Reinforcement learning (RL) underpins many modern decision-making systems, from robotics and resource scheduling to adaptive control and autonomous agents. However, as problem complexity grows, classical RL can become bottlenecked by high-dimensional state spaces, expensive policy evaluation, and slow exploration in large action spaces. This project investigates Quantum Reinforcement Learning (QRL) as a principled route to accelerate or enhance RL pipelines by leveraging quantum representations and quantum-assisted optimization, while remaining compatible with near-term (NISQ) hardware through hybrid quantum–classical training loops.
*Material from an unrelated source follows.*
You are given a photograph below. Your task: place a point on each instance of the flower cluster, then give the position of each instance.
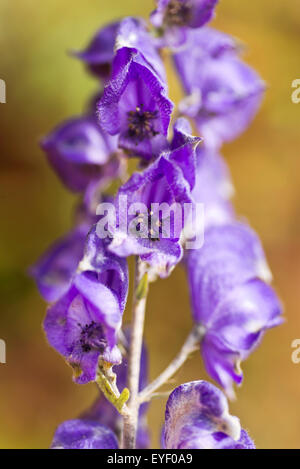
(84, 276)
We will develop and benchmark quantum-enhanced RL agents that integrate parameterized quantum circuits (PQCs) as policy and/or value-function approximators, and explore quantum subroutines for components such as feature embedding, policy search, and exploration. The work will emphasize theoretical soundness, clearly specifying what is quantum, what remains classical, and how learning signals (returns, advantages, gradients) are estimated under realistic constraints such as finite sampling (“shots”) and device noise. We will evaluate performance using reproducible benchmarks and establish practical guidelines for when quantum components can provide measurable benefits (e.g., sample efficiency, expressivity under parameter constraints, robustness, or computational advantages in specific regimes).

The project aims to deliver (i) a coherent QRL framework suitable for real devices, (ii) open, reusable benchmarking code and protocols, and (iii) a set of well-characterized use cases, such as control, scheduling, and resource allocation, where QRL is most likely to offer value for next-generation intelligent systems.